By Rational Root Theorem, all rational roots of a polynomial are in the form $\frac{p}{q}$, where $p$ divides the constant term $-8$ and $q$ divides the leading coefficient $1$. List all candidates $\frac{p}{q}$.
$$±8,±4,±2,±1$$
Find one such root by trying out all the integer values, starting from the smallest by absolute value.

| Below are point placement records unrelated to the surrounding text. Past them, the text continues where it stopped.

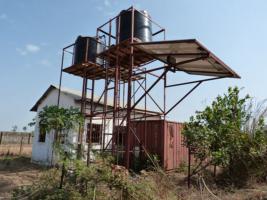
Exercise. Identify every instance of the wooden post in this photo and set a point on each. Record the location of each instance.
(21, 141)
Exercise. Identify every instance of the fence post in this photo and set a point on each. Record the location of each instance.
(20, 148)
(29, 138)
(1, 135)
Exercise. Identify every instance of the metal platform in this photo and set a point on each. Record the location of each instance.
(95, 71)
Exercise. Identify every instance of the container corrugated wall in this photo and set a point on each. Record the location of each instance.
(162, 138)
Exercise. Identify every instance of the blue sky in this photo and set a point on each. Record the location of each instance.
(32, 34)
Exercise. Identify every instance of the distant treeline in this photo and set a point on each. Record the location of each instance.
(9, 137)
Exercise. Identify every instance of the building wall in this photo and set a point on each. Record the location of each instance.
(42, 151)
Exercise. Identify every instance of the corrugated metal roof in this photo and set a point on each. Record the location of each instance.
(77, 95)
(189, 56)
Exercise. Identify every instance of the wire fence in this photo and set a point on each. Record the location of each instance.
(15, 143)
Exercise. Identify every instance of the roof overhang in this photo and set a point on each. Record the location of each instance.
(189, 56)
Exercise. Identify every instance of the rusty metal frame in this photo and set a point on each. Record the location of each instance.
(125, 91)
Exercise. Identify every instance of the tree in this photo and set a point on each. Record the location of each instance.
(218, 134)
(62, 121)
(24, 128)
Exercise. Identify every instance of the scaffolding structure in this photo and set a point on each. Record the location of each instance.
(127, 67)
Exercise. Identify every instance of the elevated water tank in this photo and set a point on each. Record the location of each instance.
(142, 25)
(86, 49)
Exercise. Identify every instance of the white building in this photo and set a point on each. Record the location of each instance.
(42, 146)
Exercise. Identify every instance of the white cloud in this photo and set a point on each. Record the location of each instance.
(29, 48)
(32, 48)
(3, 16)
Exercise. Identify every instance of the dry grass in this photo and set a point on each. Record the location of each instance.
(14, 149)
(17, 171)
(14, 172)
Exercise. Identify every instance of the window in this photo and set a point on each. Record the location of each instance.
(42, 134)
(96, 133)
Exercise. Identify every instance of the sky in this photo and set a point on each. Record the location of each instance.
(33, 33)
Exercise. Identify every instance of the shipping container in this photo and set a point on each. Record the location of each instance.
(160, 138)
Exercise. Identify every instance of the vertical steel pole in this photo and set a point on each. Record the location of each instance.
(189, 169)
(60, 77)
(83, 105)
(129, 103)
(91, 122)
(116, 94)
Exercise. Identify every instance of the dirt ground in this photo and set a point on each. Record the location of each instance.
(16, 149)
(14, 172)
(17, 171)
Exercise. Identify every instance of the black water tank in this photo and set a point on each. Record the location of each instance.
(94, 47)
(142, 25)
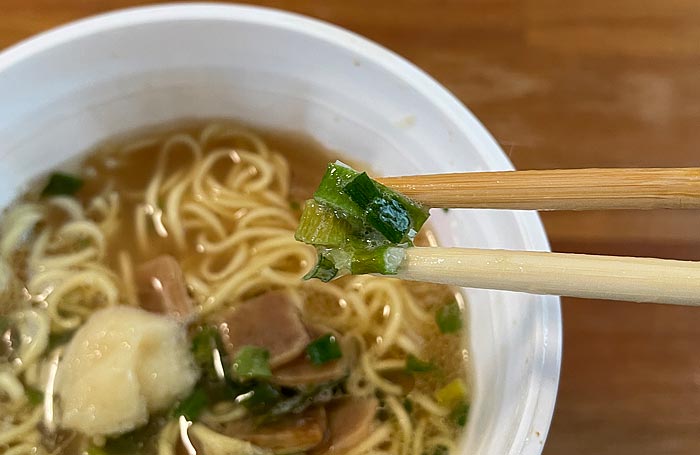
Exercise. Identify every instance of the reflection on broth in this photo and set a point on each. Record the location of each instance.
(153, 303)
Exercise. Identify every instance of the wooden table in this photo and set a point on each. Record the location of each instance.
(560, 84)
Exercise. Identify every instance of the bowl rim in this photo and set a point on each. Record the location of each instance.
(541, 401)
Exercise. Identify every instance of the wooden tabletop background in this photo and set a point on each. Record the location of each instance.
(560, 84)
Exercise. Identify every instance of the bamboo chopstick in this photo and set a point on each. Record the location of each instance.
(574, 275)
(561, 189)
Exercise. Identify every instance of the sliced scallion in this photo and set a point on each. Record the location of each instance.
(460, 413)
(330, 190)
(385, 260)
(320, 225)
(252, 362)
(362, 190)
(325, 269)
(449, 318)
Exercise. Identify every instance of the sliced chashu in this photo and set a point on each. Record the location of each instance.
(271, 321)
(301, 371)
(161, 288)
(350, 421)
(289, 434)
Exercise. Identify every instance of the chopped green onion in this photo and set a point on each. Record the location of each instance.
(330, 190)
(449, 318)
(206, 344)
(390, 218)
(61, 184)
(362, 190)
(358, 225)
(324, 349)
(320, 225)
(252, 362)
(416, 365)
(34, 396)
(452, 393)
(460, 413)
(260, 398)
(192, 406)
(385, 260)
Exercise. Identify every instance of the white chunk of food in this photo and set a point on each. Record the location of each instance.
(121, 365)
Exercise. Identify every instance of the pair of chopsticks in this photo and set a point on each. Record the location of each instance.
(575, 275)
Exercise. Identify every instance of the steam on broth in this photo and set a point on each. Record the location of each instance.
(154, 303)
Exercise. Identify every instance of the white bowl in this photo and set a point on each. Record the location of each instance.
(67, 89)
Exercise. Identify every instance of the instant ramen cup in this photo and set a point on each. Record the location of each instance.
(68, 89)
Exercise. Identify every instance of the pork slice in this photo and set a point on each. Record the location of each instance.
(291, 433)
(301, 371)
(350, 421)
(161, 288)
(270, 321)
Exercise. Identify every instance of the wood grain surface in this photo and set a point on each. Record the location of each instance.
(560, 84)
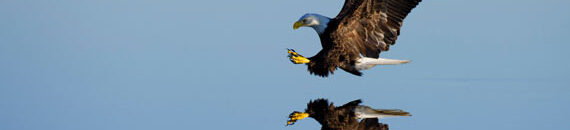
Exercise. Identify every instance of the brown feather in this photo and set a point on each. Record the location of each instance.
(363, 27)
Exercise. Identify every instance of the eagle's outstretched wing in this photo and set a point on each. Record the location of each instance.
(371, 26)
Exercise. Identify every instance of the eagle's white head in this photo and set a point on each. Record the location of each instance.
(315, 21)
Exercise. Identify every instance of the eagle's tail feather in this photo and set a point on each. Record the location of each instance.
(384, 61)
(393, 112)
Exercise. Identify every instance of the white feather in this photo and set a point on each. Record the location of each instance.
(366, 62)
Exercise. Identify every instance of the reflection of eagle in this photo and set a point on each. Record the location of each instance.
(354, 39)
(345, 117)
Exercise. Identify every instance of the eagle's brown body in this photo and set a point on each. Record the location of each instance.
(340, 118)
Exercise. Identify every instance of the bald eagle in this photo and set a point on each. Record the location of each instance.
(345, 117)
(354, 39)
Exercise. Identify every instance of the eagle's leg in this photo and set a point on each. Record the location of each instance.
(295, 116)
(296, 58)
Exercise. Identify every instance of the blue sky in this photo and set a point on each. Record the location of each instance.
(176, 64)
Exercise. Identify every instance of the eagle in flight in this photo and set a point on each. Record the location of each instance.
(345, 117)
(354, 39)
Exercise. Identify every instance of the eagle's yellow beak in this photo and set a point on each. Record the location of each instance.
(293, 117)
(297, 25)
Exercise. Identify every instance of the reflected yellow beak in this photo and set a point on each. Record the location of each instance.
(295, 116)
(297, 25)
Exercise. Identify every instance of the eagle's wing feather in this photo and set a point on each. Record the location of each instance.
(370, 26)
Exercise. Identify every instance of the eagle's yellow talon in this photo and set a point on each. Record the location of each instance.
(299, 60)
(296, 58)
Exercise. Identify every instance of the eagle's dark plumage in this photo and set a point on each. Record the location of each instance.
(362, 28)
(340, 118)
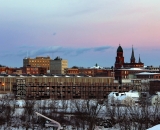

If no integer roots are found, try out fractions.
$$y=2$$
By Factor theorem, $y-k$ is a factor of the polynomial for each root $k$. Divide $y^{3}-8$ by $y-2$ to get $y^{2}+2y+4$. Solve the equation where the result equals to $0$.
$$y^{2}+2y+4=0$$
All equations of the form $ax^{2}+bx+c=0$ can be solved using the quadratic formula: $\frac{-b±\sqrt{b^{2}-4ac}}{2a}$. Substitute $1$ for $a$, $2$ for $b$, and $4$ for $c$ in the quadratic formula.
$$y=\frac{-2±\sqrt{2^{2}-4\times 1\times 4}}{2}$$
Do the calculations.
$$y=\frac{-2±\sqrt{-12}}{2}$$
Since the square root of a negative number is not defined in the real field, there are no solutions.